My research focusses on the metabolism of conventional and regulatory T cells following different modes of (co)stimulation. Conventional T cells play an important role in the defense against invading pathogens, but also mediate antitumor immunity. In contrast, regulatory T cells protect against the development of autoimmunity. Conventional T cells undergo rapid clonal expansion upon activation of the TCR/CD3 complex and costimulation via CD28. This requires metabolic reprogramming characterized by a switch from oxidative phosphorylation to glycolysis, which generates the building blocks for nucleotide-, protein- and lipid synthesis.

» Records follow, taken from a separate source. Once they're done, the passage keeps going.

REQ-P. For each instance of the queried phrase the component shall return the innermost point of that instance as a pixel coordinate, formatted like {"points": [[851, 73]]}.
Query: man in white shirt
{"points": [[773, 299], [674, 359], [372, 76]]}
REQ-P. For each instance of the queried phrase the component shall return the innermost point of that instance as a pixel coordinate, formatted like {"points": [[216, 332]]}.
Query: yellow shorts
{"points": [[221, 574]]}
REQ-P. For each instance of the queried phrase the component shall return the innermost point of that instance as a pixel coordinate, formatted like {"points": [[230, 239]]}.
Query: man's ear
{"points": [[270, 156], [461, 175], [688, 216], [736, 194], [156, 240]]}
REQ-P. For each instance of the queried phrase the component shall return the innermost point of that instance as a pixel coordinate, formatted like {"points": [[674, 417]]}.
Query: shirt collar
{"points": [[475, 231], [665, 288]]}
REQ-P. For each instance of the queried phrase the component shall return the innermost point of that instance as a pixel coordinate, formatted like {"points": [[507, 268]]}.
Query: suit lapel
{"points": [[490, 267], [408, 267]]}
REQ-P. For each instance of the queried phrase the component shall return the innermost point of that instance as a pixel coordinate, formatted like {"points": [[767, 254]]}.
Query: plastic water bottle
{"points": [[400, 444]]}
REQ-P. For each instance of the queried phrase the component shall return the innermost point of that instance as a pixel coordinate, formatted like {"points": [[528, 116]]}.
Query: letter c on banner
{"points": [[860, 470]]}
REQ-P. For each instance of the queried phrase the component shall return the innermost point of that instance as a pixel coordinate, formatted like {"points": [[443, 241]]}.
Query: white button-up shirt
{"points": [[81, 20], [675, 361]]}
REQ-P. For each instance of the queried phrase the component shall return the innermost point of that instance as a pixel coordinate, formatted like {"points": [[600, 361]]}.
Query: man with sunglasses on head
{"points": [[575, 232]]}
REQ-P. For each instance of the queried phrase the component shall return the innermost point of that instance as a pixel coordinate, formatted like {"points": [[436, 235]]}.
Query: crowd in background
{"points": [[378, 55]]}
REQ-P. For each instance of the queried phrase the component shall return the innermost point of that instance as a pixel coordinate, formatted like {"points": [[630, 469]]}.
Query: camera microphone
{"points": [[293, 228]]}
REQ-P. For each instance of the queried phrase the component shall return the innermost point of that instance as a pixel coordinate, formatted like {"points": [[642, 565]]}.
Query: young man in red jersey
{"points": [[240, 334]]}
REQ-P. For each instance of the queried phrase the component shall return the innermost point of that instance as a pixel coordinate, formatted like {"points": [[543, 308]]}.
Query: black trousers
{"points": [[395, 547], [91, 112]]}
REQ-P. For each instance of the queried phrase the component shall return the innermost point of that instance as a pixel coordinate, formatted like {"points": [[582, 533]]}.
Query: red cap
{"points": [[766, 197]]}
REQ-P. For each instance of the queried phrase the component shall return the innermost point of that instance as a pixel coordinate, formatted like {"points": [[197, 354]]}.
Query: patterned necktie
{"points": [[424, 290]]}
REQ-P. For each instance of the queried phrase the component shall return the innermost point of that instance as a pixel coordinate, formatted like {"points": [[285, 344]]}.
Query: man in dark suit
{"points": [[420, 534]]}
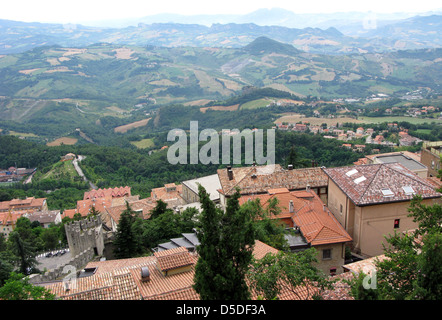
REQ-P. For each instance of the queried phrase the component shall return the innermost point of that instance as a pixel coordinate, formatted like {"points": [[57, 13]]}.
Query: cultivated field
{"points": [[133, 125], [221, 108], [295, 117], [143, 144], [60, 141]]}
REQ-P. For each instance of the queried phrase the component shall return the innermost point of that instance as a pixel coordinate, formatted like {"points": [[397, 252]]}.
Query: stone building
{"points": [[85, 234]]}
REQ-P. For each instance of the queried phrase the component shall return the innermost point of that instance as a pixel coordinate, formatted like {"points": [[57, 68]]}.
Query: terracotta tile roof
{"points": [[122, 280], [380, 183], [170, 193], [318, 225], [43, 216], [143, 206], [366, 265], [19, 204], [316, 222], [259, 179], [110, 192], [173, 258], [7, 219]]}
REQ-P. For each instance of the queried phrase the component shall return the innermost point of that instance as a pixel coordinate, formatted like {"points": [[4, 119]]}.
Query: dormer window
{"points": [[408, 190], [386, 192]]}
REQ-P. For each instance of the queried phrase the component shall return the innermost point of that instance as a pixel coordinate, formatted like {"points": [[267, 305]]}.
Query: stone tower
{"points": [[85, 234]]}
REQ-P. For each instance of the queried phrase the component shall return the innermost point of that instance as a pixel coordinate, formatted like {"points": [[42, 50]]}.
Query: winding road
{"points": [[80, 172]]}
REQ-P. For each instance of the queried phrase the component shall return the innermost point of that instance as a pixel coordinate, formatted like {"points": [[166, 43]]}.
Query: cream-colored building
{"points": [[408, 159], [372, 201], [430, 156]]}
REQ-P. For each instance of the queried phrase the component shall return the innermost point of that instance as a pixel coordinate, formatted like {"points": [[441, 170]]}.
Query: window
{"points": [[408, 190], [326, 254], [359, 180], [387, 192], [351, 172]]}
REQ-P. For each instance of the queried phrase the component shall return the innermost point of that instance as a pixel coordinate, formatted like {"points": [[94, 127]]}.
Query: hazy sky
{"points": [[77, 11]]}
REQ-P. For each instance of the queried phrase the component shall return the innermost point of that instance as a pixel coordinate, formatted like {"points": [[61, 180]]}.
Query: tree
{"points": [[294, 272], [126, 240], [359, 292], [23, 252], [267, 230], [17, 287], [225, 251]]}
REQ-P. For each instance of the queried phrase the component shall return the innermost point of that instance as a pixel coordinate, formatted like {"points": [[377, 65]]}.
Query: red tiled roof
{"points": [[110, 192], [317, 223], [259, 179], [364, 184], [17, 204], [173, 258], [122, 280]]}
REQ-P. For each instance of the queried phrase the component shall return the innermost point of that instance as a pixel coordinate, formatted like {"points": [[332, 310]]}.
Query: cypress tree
{"points": [[225, 251]]}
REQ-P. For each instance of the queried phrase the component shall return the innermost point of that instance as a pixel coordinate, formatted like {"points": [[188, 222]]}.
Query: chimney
{"points": [[145, 275], [230, 172]]}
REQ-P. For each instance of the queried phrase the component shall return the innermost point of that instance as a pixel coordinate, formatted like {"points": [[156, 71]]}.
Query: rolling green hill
{"points": [[52, 91]]}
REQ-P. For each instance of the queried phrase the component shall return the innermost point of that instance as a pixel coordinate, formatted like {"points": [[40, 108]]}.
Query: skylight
{"points": [[408, 190], [351, 172], [359, 180], [387, 192]]}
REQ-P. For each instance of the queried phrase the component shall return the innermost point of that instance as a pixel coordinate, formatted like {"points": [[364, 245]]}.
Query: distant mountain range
{"points": [[339, 34]]}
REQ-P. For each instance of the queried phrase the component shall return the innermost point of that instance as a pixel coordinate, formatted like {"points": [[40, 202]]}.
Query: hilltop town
{"points": [[342, 212]]}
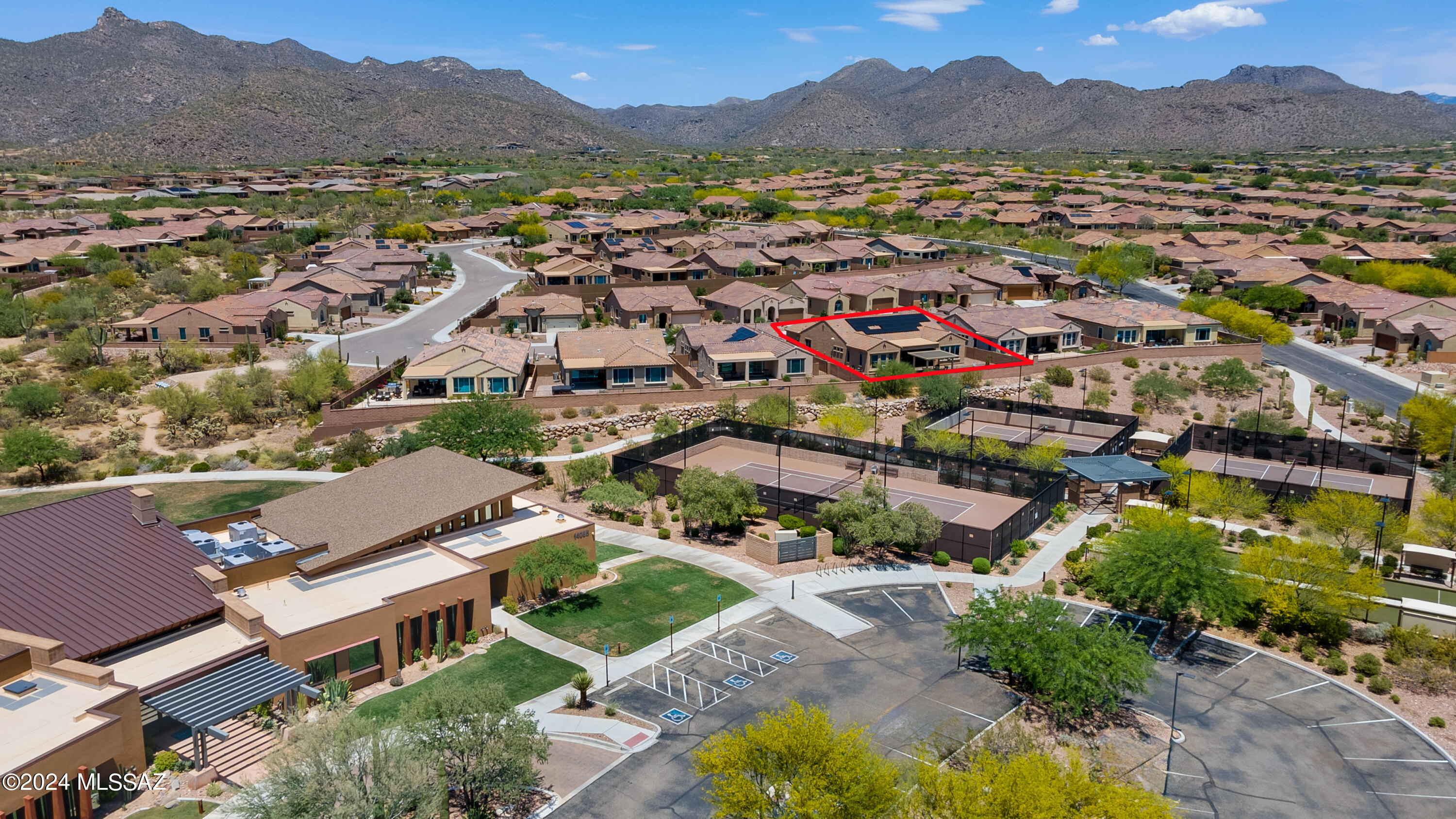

In collaboration with the group of prof. Celia Berkers at Utrecht University, we have recently identified that regulatory T cells can also undergo a glycolytic switch, which is induced upon costimulation via CD120b/TNFR2. Furthermore, regulatory T cells appear to have metabolic adaptations downstream of glycolysis, which may be related to their functionality. Further understanding of the metabolic program in T cells following their activation may open new avenues for future therapeutic strategies to steer the immune response in the desired direction.

Curriculum vitae

I obtained my BSc in Biomedical Sciences (2007) and MSc in Pharmaceutical Sciences (2009) at Utrecht University. During my master’s internship, I studied the interactions between intestinal epithelial cells and immune cells using an in vitro cell culture model. This work was continued in my PhD studies, also at Utrecht University, where I investigated the effects of dietary non-digestible oligosaccharides on the mucosal immune system of the gastrointestinal tract, by translating in vitro findings to in vivo mouse models for food allergy and inflammatory bowel disease (IBD). After receiving my PhD (2013), I moved to Rush University Medical Center in Chicago, where I further developed the in vitro intestinal epithelial cell/PBMC co-culture model to screen for beneficial effect of prebiotic fibers and the microbiota on barrier integrity and immune modulation, using PBMC and stool samples of patients with food hypersensitivity. Prevention of hypersensitivity reactions and inflammation by promoting regulatory T cell differentiation was central in my work. In line with this, I joined the group of prof. Jannie Borst at the Netherlands Cancer Institute to investigate the metabolic program of conventional and regulatory T cells upon costimulation via members of the tumor necrosis factor receptor superfamily. This work is now continued at the LUMC.